On Thu, Feb 2, 2023 at 9:18 AM Kees Cook <keescook@chromium.org> wrote: > On Wed, Feb 01, 2023 at 12:11:41AM -0800, John Stultz wrote: > > On Tue, Jan 31, 2023 at 11:36 PM Yongqin Liu <yongqin.liu@linaro.org> wrote: > > > This change causes "Kernel panic - not syncing: BRK handler: Fatal exception" > > > for the android-mainline based hikey960 build, with this commit reverted, > > > there is no problem for the build to boot to the homescreen. > > > Not sure if you have any idea about it and give some suggestions. > > > > > > Here is part of the kernel panic log: ... > > Here as nr_sensors=1, we allocate only one structure for the array. > > But then below that, we modify two entries, writing past the valid > > array, and corrupting data when writing the second sensor values. > > > > data->sensor[0].id = HI3660_BIG_SENSOR; > > data->sensor[0].irq_name = "tsensor_a73"; > > data->sensor[0].data = data; > > > > data->sensor[1].id = HI3660_LITTLE_SENSOR; > > data->sensor[1].irq_name = "tsensor_a53"; > > data->sensor[1].data = data; > > > > I suspect nr_sensors needs to be set to 2. > > > > Nice work, Kees! > > Yay for compilers! :) Well, I know it's not trivial to make the compilers catch these things, so yay for you and others putting in all the effort on this as well. That said, making sense of the error message isn't completely trivial either. I've been seeing a few cases recently of some of the new compiler tooling (I pinged you earlier on a CFI one) causing errors that developers aren't really sure how to address. I know sometimes it's not easy to surface the errors with context to what was wrong, but at the risk of intense bike shedding, is there some way to provide something like "Likely array bounds error" instead of just "BRK handler: Fatal exception"? > Was a patch sent to fix this driver? I think YongQin is looking into it (either setting the nr_sensors value to 2 or dropping the second sensor access). thanks -john
On Thu, Feb 02, 2023 at 10:56:29AM -0800, John Stultz wrote: > That said, making sense of the error message isn't completely trivial > either. I've been seeing a few cases recently of some of the new > compiler tooling (I pinged you earlier on a CFI one) causing errors > that developers aren't really sure how to address. I know sometimes > it's not easy to surface the errors with context to what was wrong, > but at the risk of intense bike shedding, is there some way to provide > something like "Likely array bounds error" instead of just "BRK > handler: Fatal exception"? Yeah, this is a result of the size trade-off that resulted in config CONFIG_UBSAN_TRAP -- there ends up being no message about what went wrong. I'd really like to have cleaner handling of this -- perhaps what was done for KCFI could be applied to UBSAN as well, though this is an area I don't know well myself. (i.e. encoding "this was a UBSAN trap" in the trap itself.) Sami or Ard, is this something that could be improved for arm64?

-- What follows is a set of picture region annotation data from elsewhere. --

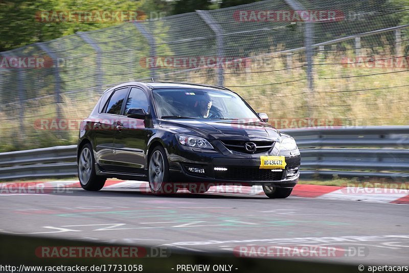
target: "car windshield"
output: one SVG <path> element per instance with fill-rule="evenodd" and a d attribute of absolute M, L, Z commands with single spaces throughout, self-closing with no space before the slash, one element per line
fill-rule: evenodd
<path fill-rule="evenodd" d="M 258 117 L 235 94 L 218 90 L 157 88 L 152 90 L 160 118 L 251 119 Z"/>

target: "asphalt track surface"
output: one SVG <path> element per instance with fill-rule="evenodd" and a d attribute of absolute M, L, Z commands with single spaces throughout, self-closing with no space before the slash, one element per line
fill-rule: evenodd
<path fill-rule="evenodd" d="M 73 188 L 1 196 L 0 211 L 0 232 L 79 239 L 84 245 L 92 241 L 230 253 L 243 246 L 333 246 L 348 250 L 314 259 L 409 265 L 407 205 Z M 357 249 L 361 252 L 353 253 Z"/>

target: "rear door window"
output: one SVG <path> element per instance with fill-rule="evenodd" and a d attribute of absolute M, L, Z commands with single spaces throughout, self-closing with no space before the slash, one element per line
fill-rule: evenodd
<path fill-rule="evenodd" d="M 121 109 L 125 98 L 128 94 L 128 87 L 117 89 L 109 98 L 104 112 L 113 115 L 121 115 Z"/>

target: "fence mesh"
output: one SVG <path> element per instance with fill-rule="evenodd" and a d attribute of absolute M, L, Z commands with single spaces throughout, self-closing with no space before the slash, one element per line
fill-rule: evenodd
<path fill-rule="evenodd" d="M 268 0 L 0 53 L 45 60 L 0 66 L 0 151 L 75 143 L 76 129 L 39 124 L 79 120 L 107 87 L 152 77 L 222 84 L 279 127 L 407 125 L 409 6 L 394 3 Z"/>

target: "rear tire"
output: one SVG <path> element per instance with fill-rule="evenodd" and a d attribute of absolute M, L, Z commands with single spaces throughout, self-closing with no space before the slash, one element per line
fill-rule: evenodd
<path fill-rule="evenodd" d="M 277 188 L 274 185 L 263 186 L 263 191 L 270 198 L 286 198 L 292 192 L 292 188 Z"/>
<path fill-rule="evenodd" d="M 99 191 L 105 184 L 106 178 L 97 175 L 95 160 L 91 144 L 87 143 L 81 149 L 78 157 L 78 178 L 83 189 L 87 191 Z"/>
<path fill-rule="evenodd" d="M 149 188 L 152 193 L 155 195 L 176 193 L 177 189 L 169 182 L 169 165 L 162 146 L 153 148 L 149 162 Z"/>

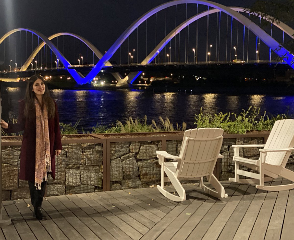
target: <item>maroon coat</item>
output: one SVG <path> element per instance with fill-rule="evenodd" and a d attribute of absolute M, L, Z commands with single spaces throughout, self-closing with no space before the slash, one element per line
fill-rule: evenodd
<path fill-rule="evenodd" d="M 54 118 L 48 120 L 50 141 L 50 152 L 51 157 L 52 172 L 50 174 L 55 179 L 55 150 L 62 150 L 60 129 L 57 106 L 55 103 L 55 112 Z M 17 123 L 9 124 L 7 130 L 8 133 L 17 132 L 24 130 L 24 136 L 21 150 L 20 179 L 27 181 L 35 180 L 35 167 L 36 162 L 36 120 L 26 120 L 24 115 L 24 102 L 22 101 L 19 105 L 19 112 Z M 34 114 L 34 109 L 30 114 Z"/>

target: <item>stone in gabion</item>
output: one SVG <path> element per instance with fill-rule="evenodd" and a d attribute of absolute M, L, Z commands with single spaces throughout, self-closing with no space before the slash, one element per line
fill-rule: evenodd
<path fill-rule="evenodd" d="M 230 161 L 230 152 L 225 152 L 222 154 L 223 156 L 221 161 L 221 172 L 228 172 L 230 171 L 230 166 L 233 164 L 232 160 Z"/>
<path fill-rule="evenodd" d="M 111 191 L 115 190 L 121 190 L 123 189 L 121 185 L 119 183 L 110 183 L 110 190 Z"/>
<path fill-rule="evenodd" d="M 28 181 L 26 181 L 27 185 L 28 185 Z M 31 194 L 30 194 L 30 189 L 29 186 L 21 188 L 17 188 L 14 189 L 11 193 L 11 199 L 12 200 L 16 199 L 25 199 L 26 198 L 30 198 Z"/>
<path fill-rule="evenodd" d="M 7 147 L 1 151 L 2 163 L 17 165 L 20 155 L 20 151 L 15 148 Z"/>
<path fill-rule="evenodd" d="M 138 152 L 140 148 L 140 144 L 138 142 L 132 142 L 130 145 L 130 152 Z"/>
<path fill-rule="evenodd" d="M 81 166 L 80 170 L 82 184 L 98 185 L 100 166 Z"/>
<path fill-rule="evenodd" d="M 77 194 L 84 192 L 93 192 L 94 187 L 93 185 L 83 185 L 74 187 L 66 187 L 65 188 L 66 194 Z"/>
<path fill-rule="evenodd" d="M 76 166 L 70 165 L 66 168 L 65 184 L 67 187 L 77 186 L 81 184 L 81 172 L 79 169 L 72 168 L 73 166 Z"/>
<path fill-rule="evenodd" d="M 50 184 L 54 182 L 55 184 L 64 185 L 65 183 L 65 162 L 66 156 L 65 155 L 60 154 L 55 156 L 55 179 L 53 181 L 53 179 L 49 175 L 48 176 L 47 182 Z"/>
<path fill-rule="evenodd" d="M 248 142 L 246 144 L 257 144 L 256 139 Z M 257 147 L 244 147 L 244 157 L 250 159 L 258 160 L 260 156 L 260 153 Z"/>
<path fill-rule="evenodd" d="M 224 138 L 223 140 L 223 145 L 230 146 L 236 144 L 235 138 Z"/>
<path fill-rule="evenodd" d="M 69 145 L 66 155 L 66 164 L 81 164 L 82 147 L 80 144 Z"/>
<path fill-rule="evenodd" d="M 131 178 L 139 175 L 138 165 L 133 157 L 123 161 L 122 164 L 124 178 Z"/>
<path fill-rule="evenodd" d="M 233 148 L 232 148 L 232 149 Z M 229 150 L 229 148 L 227 145 L 225 145 L 224 146 L 223 145 L 221 146 L 221 147 L 220 148 L 220 153 L 221 154 L 222 152 L 228 152 Z"/>
<path fill-rule="evenodd" d="M 155 153 L 157 151 L 158 151 L 158 148 L 156 145 L 149 145 L 141 146 L 137 159 L 148 159 L 156 157 Z"/>
<path fill-rule="evenodd" d="M 131 179 L 123 180 L 121 181 L 121 187 L 123 189 L 140 188 L 142 187 L 142 184 L 138 177 L 134 177 Z"/>
<path fill-rule="evenodd" d="M 177 155 L 177 142 L 176 140 L 166 141 L 166 152 L 172 155 Z"/>
<path fill-rule="evenodd" d="M 160 165 L 157 160 L 139 162 L 139 172 L 142 183 L 153 183 L 160 179 Z"/>
<path fill-rule="evenodd" d="M 129 142 L 113 142 L 110 143 L 110 156 L 113 158 L 120 157 L 129 152 Z"/>
<path fill-rule="evenodd" d="M 125 155 L 122 156 L 121 157 L 121 160 L 122 162 L 127 159 L 129 159 L 130 158 L 131 158 L 134 157 L 135 157 L 135 153 L 131 152 L 130 153 L 128 153 L 127 154 L 126 154 Z"/>
<path fill-rule="evenodd" d="M 180 153 L 182 148 L 182 140 L 177 140 L 177 156 L 180 156 Z"/>
<path fill-rule="evenodd" d="M 2 201 L 5 201 L 6 200 L 11 200 L 10 199 L 10 191 L 9 190 L 2 190 Z"/>
<path fill-rule="evenodd" d="M 17 188 L 18 168 L 17 166 L 2 164 L 2 189 L 5 190 Z"/>
<path fill-rule="evenodd" d="M 48 184 L 47 185 L 48 197 L 59 196 L 65 194 L 65 186 L 60 184 Z"/>
<path fill-rule="evenodd" d="M 110 160 L 110 181 L 120 182 L 123 179 L 123 165 L 119 158 Z"/>
<path fill-rule="evenodd" d="M 97 146 L 99 147 L 99 146 Z M 103 157 L 101 151 L 94 149 L 86 149 L 83 155 L 85 158 L 86 165 L 101 165 L 102 164 Z"/>

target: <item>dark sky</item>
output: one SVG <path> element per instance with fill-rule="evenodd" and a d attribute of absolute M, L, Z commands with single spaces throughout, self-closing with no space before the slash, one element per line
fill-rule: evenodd
<path fill-rule="evenodd" d="M 46 36 L 62 31 L 81 35 L 102 51 L 134 21 L 168 0 L 0 0 L 0 36 L 19 27 Z M 218 0 L 248 7 L 254 1 Z"/>

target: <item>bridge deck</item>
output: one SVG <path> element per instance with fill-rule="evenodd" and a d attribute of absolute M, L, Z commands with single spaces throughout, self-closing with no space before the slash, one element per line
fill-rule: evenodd
<path fill-rule="evenodd" d="M 288 183 L 279 178 L 269 184 L 281 182 Z M 4 215 L 12 223 L 1 228 L 0 239 L 293 239 L 294 190 L 223 184 L 228 198 L 218 199 L 188 184 L 187 200 L 180 203 L 156 188 L 47 197 L 46 221 L 33 217 L 29 199 L 4 201 Z"/>

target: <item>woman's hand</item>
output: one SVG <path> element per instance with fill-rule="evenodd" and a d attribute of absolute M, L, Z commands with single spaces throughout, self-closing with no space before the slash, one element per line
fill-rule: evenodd
<path fill-rule="evenodd" d="M 61 150 L 55 150 L 55 156 L 58 156 L 61 152 Z"/>
<path fill-rule="evenodd" d="M 1 125 L 1 127 L 3 128 L 8 128 L 8 124 L 3 119 L 1 120 L 1 122 L 0 122 L 0 125 Z"/>

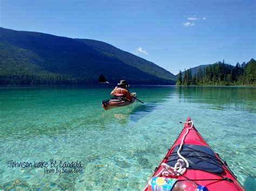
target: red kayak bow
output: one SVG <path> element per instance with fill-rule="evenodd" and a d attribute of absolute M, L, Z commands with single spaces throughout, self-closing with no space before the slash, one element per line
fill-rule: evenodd
<path fill-rule="evenodd" d="M 156 181 L 157 179 L 160 180 Z M 176 183 L 169 189 L 165 189 L 163 185 L 166 184 L 168 180 Z M 158 186 L 156 186 L 158 181 Z M 245 190 L 227 163 L 213 151 L 193 126 L 190 117 L 188 117 L 183 130 L 156 168 L 144 190 L 158 190 L 161 186 L 161 190 L 178 190 L 174 186 L 177 182 L 186 185 L 191 184 L 191 182 L 198 186 L 194 190 Z M 186 185 L 183 186 L 186 187 Z M 200 189 L 200 186 L 205 189 Z M 186 190 L 185 188 L 181 190 Z"/>

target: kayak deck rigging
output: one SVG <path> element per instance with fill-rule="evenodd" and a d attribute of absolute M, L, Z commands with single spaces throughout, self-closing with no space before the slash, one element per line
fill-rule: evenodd
<path fill-rule="evenodd" d="M 156 183 L 156 177 L 174 179 L 175 182 L 193 181 L 206 187 L 206 190 L 244 190 L 226 162 L 214 152 L 193 126 L 190 117 L 172 146 L 156 168 L 144 190 L 154 190 L 151 183 Z"/>

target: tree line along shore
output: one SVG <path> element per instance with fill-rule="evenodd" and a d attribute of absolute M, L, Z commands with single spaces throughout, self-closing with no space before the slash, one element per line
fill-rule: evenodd
<path fill-rule="evenodd" d="M 191 69 L 185 70 L 183 76 L 180 70 L 177 86 L 256 86 L 256 61 L 251 59 L 235 66 L 223 60 L 204 68 L 199 68 L 195 74 Z"/>

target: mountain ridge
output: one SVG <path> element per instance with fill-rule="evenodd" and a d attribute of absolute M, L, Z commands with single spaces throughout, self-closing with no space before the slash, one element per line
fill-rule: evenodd
<path fill-rule="evenodd" d="M 103 44 L 110 51 L 103 52 Z M 0 27 L 0 51 L 1 84 L 97 83 L 101 73 L 113 82 L 175 83 L 172 74 L 153 62 L 95 40 Z"/>

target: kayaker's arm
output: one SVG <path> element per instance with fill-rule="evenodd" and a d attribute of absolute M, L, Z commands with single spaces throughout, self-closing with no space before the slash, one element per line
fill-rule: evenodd
<path fill-rule="evenodd" d="M 116 90 L 118 88 L 118 87 L 117 86 L 116 87 L 116 88 L 114 88 L 114 89 L 111 91 L 111 93 L 110 93 L 110 95 L 114 95 L 114 94 L 116 94 L 117 93 L 116 92 Z"/>
<path fill-rule="evenodd" d="M 129 90 L 125 91 L 125 93 L 124 94 L 124 95 L 125 96 L 125 97 L 126 97 L 126 98 L 129 99 L 130 101 L 133 100 L 133 97 L 131 95 L 131 94 Z"/>

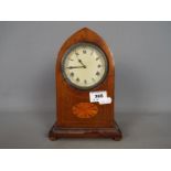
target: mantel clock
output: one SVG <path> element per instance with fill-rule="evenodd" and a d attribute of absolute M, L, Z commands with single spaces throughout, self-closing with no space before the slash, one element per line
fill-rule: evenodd
<path fill-rule="evenodd" d="M 62 45 L 56 61 L 56 121 L 49 132 L 58 138 L 121 139 L 115 121 L 115 65 L 106 42 L 84 28 Z"/>

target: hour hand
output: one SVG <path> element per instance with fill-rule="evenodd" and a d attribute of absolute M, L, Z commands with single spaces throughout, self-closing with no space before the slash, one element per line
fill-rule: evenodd
<path fill-rule="evenodd" d="M 82 60 L 78 58 L 78 62 L 83 65 L 84 68 L 86 68 L 86 65 L 82 62 Z"/>
<path fill-rule="evenodd" d="M 85 67 L 84 66 L 68 66 L 66 68 L 72 70 L 72 68 L 85 68 Z"/>

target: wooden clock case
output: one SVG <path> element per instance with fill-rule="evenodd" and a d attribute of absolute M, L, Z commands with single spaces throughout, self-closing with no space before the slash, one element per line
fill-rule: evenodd
<path fill-rule="evenodd" d="M 61 71 L 61 63 L 65 52 L 74 44 L 87 42 L 97 45 L 105 54 L 108 61 L 108 73 L 103 83 L 93 89 L 82 90 L 71 86 L 64 78 Z M 84 28 L 62 45 L 56 61 L 56 121 L 49 132 L 51 140 L 58 138 L 113 138 L 121 139 L 121 131 L 117 126 L 115 117 L 115 66 L 113 54 L 105 41 L 94 31 Z M 107 96 L 111 97 L 111 104 L 99 105 L 97 115 L 90 118 L 79 118 L 73 115 L 73 107 L 82 104 L 89 104 L 89 92 L 106 90 Z M 81 108 L 81 113 L 86 113 L 86 107 Z M 88 110 L 87 110 L 88 113 Z"/>

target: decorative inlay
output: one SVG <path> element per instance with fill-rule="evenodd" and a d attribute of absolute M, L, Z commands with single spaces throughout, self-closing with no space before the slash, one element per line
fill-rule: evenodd
<path fill-rule="evenodd" d="M 73 106 L 73 114 L 78 118 L 92 118 L 98 113 L 96 104 L 78 103 Z"/>

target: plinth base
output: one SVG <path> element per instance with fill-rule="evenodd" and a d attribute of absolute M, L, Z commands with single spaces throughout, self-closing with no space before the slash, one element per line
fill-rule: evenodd
<path fill-rule="evenodd" d="M 58 138 L 113 138 L 119 141 L 122 135 L 117 124 L 113 128 L 60 128 L 54 125 L 49 138 L 52 141 Z"/>

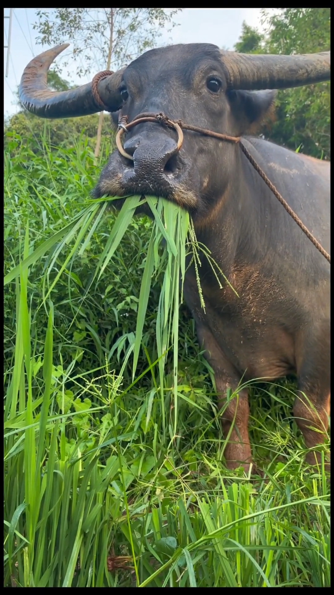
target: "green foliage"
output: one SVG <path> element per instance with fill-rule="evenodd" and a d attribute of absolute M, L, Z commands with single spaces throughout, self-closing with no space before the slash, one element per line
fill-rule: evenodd
<path fill-rule="evenodd" d="M 265 51 L 264 35 L 244 21 L 239 41 L 235 43 L 234 49 L 241 54 L 262 54 Z"/>
<path fill-rule="evenodd" d="M 81 76 L 90 73 L 92 68 L 96 71 L 106 67 L 111 35 L 112 62 L 116 66 L 152 48 L 166 25 L 169 24 L 171 29 L 175 26 L 173 17 L 181 10 L 40 9 L 33 29 L 39 34 L 37 42 L 43 45 L 70 40 L 73 43 L 73 58 L 79 62 L 77 73 Z M 68 63 L 65 58 L 63 66 Z"/>
<path fill-rule="evenodd" d="M 250 54 L 312 54 L 330 49 L 330 8 L 263 10 L 266 35 L 243 24 L 235 49 Z M 330 158 L 330 85 L 279 90 L 276 121 L 263 130 L 269 140 L 314 157 Z"/>
<path fill-rule="evenodd" d="M 42 155 L 43 139 L 45 137 L 54 151 L 59 146 L 74 148 L 75 139 L 80 135 L 84 135 L 88 145 L 93 148 L 96 142 L 98 123 L 97 114 L 79 118 L 60 118 L 50 121 L 41 120 L 26 111 L 18 112 L 5 123 L 5 151 L 9 151 L 14 156 L 20 154 L 22 147 L 26 147 L 29 151 L 24 152 L 25 156 L 31 156 L 32 154 Z M 109 118 L 103 120 L 102 137 L 105 143 L 109 142 L 112 146 L 114 134 L 111 131 Z"/>
<path fill-rule="evenodd" d="M 82 210 L 111 149 L 105 139 L 97 165 L 83 136 L 52 151 L 46 129 L 34 154 L 10 134 L 5 274 Z M 148 218 L 131 220 L 83 300 L 114 221 L 106 211 L 44 302 L 56 250 L 5 287 L 4 585 L 330 586 L 329 487 L 323 468 L 304 466 L 295 385 L 250 388 L 250 435 L 268 482 L 226 471 L 210 371 L 182 307 L 177 416 L 172 390 L 162 399 L 156 390 L 162 275 L 133 382 Z M 171 357 L 166 386 L 173 370 Z"/>

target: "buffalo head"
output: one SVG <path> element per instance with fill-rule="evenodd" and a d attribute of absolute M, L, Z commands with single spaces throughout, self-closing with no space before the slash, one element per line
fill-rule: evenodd
<path fill-rule="evenodd" d="M 179 45 L 146 52 L 127 67 L 100 80 L 98 103 L 92 84 L 62 92 L 46 86 L 50 64 L 67 45 L 33 60 L 24 70 L 20 99 L 45 118 L 88 114 L 107 106 L 117 126 L 143 112 L 163 112 L 171 120 L 238 136 L 252 129 L 270 110 L 273 89 L 324 80 L 330 76 L 329 52 L 310 55 L 245 55 L 206 43 Z M 175 130 L 143 123 L 130 130 L 124 149 L 116 150 L 95 189 L 103 195 L 150 194 L 173 200 L 203 215 L 228 187 L 238 148 L 185 131 L 178 151 Z"/>

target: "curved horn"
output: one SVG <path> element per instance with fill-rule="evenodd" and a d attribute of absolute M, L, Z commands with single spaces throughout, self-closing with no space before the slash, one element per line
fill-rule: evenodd
<path fill-rule="evenodd" d="M 330 79 L 330 52 L 282 56 L 220 51 L 228 89 L 288 89 Z"/>
<path fill-rule="evenodd" d="M 51 91 L 46 84 L 50 65 L 61 52 L 70 45 L 56 45 L 36 58 L 26 67 L 20 83 L 21 103 L 30 112 L 40 118 L 74 118 L 96 114 L 105 109 L 98 104 L 92 91 L 92 83 L 68 91 Z M 118 87 L 124 68 L 100 79 L 99 95 L 110 111 L 117 111 L 122 104 Z"/>

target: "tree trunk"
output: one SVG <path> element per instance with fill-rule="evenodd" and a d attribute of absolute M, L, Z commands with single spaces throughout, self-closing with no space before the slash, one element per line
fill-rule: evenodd
<path fill-rule="evenodd" d="M 109 50 L 108 54 L 108 60 L 107 60 L 107 70 L 110 70 L 110 64 L 111 62 L 111 54 L 112 52 L 112 33 L 114 32 L 114 9 L 110 9 L 110 38 L 109 42 Z M 96 146 L 95 147 L 95 151 L 94 152 L 94 155 L 95 158 L 97 159 L 99 156 L 100 153 L 100 147 L 101 146 L 101 134 L 102 132 L 102 125 L 103 123 L 103 116 L 104 112 L 100 112 L 100 115 L 99 116 L 99 125 L 97 126 L 97 137 L 96 139 Z"/>

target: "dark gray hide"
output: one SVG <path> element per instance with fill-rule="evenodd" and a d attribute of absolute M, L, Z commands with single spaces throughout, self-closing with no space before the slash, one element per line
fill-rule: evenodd
<path fill-rule="evenodd" d="M 129 121 L 143 112 L 163 112 L 171 119 L 236 136 L 251 133 L 270 112 L 275 92 L 266 85 L 273 89 L 275 81 L 283 87 L 320 80 L 316 65 L 312 70 L 312 56 L 307 57 L 304 70 L 298 70 L 302 57 L 229 56 L 209 44 L 147 52 L 122 73 L 113 88 L 113 105 L 120 95 L 121 114 Z M 264 76 L 259 69 L 267 60 Z M 238 61 L 246 64 L 242 76 Z M 253 61 L 254 74 L 253 65 L 247 65 Z M 324 68 L 321 80 L 329 78 Z M 242 81 L 244 89 L 264 90 L 240 90 Z M 225 436 L 235 422 L 225 450 L 228 466 L 242 464 L 248 470 L 251 461 L 247 392 L 226 400 L 227 389 L 237 389 L 241 379 L 273 380 L 296 374 L 300 393 L 294 412 L 307 447 L 313 449 L 323 442 L 330 411 L 330 266 L 237 145 L 184 131 L 182 148 L 175 154 L 176 141 L 175 131 L 159 124 L 134 127 L 124 142 L 134 161 L 114 152 L 95 195 L 155 194 L 188 209 L 198 240 L 211 250 L 238 293 L 239 298 L 223 280 L 219 289 L 203 259 L 204 314 L 194 271 L 187 274 L 185 298 L 215 371 Z M 243 142 L 329 252 L 329 164 L 258 138 L 244 136 Z M 310 450 L 307 459 L 314 463 L 319 457 Z"/>

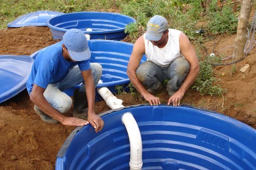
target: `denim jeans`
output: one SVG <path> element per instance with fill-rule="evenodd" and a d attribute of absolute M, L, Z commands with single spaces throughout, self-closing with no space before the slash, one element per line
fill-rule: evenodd
<path fill-rule="evenodd" d="M 163 87 L 162 82 L 169 80 L 167 90 L 170 96 L 176 92 L 187 77 L 190 65 L 183 57 L 174 60 L 167 67 L 161 67 L 148 60 L 142 64 L 136 70 L 137 77 L 142 85 L 154 90 Z"/>
<path fill-rule="evenodd" d="M 101 66 L 97 63 L 91 63 L 90 65 L 94 84 L 96 87 L 101 76 L 102 68 Z M 61 91 L 81 83 L 82 84 L 80 90 L 85 91 L 86 85 L 80 69 L 77 65 L 70 70 L 61 82 L 49 84 L 43 93 L 43 96 L 53 108 L 61 113 L 66 112 L 70 109 L 72 100 L 67 94 Z M 39 109 L 36 106 L 38 109 Z"/>

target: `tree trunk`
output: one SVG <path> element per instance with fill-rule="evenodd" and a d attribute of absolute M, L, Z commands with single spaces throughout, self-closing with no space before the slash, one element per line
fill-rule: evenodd
<path fill-rule="evenodd" d="M 233 52 L 233 62 L 243 58 L 244 48 L 248 38 L 246 28 L 250 16 L 253 0 L 243 0 L 238 20 L 237 36 L 235 39 L 235 46 Z"/>
<path fill-rule="evenodd" d="M 209 12 L 210 4 L 211 3 L 211 0 L 206 0 L 205 2 L 205 8 L 206 9 L 206 14 L 207 14 Z"/>

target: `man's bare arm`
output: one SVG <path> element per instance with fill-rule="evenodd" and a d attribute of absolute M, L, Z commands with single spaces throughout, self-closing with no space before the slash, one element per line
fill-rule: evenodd
<path fill-rule="evenodd" d="M 76 117 L 64 116 L 57 110 L 54 109 L 47 101 L 43 93 L 45 89 L 34 83 L 30 95 L 30 100 L 44 113 L 48 114 L 53 119 L 60 122 L 64 125 L 83 126 L 89 122 L 84 120 Z"/>
<path fill-rule="evenodd" d="M 142 56 L 145 53 L 145 43 L 142 36 L 138 39 L 134 44 L 128 63 L 127 75 L 133 85 L 151 105 L 157 105 L 160 104 L 159 99 L 156 97 L 146 90 L 138 79 L 136 74 L 136 70 L 140 65 Z"/>
<path fill-rule="evenodd" d="M 172 102 L 174 106 L 180 105 L 184 94 L 195 80 L 199 69 L 195 52 L 187 37 L 182 32 L 179 40 L 180 52 L 189 63 L 190 67 L 188 75 L 181 87 L 169 99 L 168 104 Z"/>
<path fill-rule="evenodd" d="M 98 132 L 102 129 L 104 122 L 94 112 L 95 87 L 92 70 L 90 69 L 81 72 L 85 83 L 85 91 L 88 101 L 88 121 L 94 128 L 95 131 Z"/>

On Thu, 2 Feb 2023 at 20:10, Kees Cook <keescook@chromium.org> wrote: > > On Thu, Feb 02, 2023 at 10:56:29AM -0800, John Stultz wrote: > > That said, making sense of the error message isn't completely trivial > > either. I've been seeing a few cases recently of some of the new > > compiler tooling (I pinged you earlier on a CFI one) causing errors > > that developers aren't really sure how to address. I know sometimes > > it's not easy to surface the errors with context to what was wrong, > > but at the risk of intense bike shedding, is there some way to provide > > something like "Likely array bounds error" instead of just "BRK > > handler: Fatal exception"? > > Yeah, this is a result of the size trade-off that resulted in config > CONFIG_UBSAN_TRAP -- there ends up being no message about what went > wrong. I'd really like to have cleaner handling of this -- perhaps what > was done for KCFI could be applied to UBSAN as well, though this is an > area I don't know well myself. (i.e. encoding "this was a UBSAN trap" > in the trap itself.) > > Sami or Ard, is this something that could be improved for arm64? > -ENOCONTEXT, so I am going to assume this is about runtime instrumentation that needs some kind of 'panic' function which it will invoke if some condition is met that should never occur? We already use brk with different immediate values in the opcode, so the arch layer already has what we need. Is this a limitation in the compiler, perhaps, where it always emits the same brk opcode?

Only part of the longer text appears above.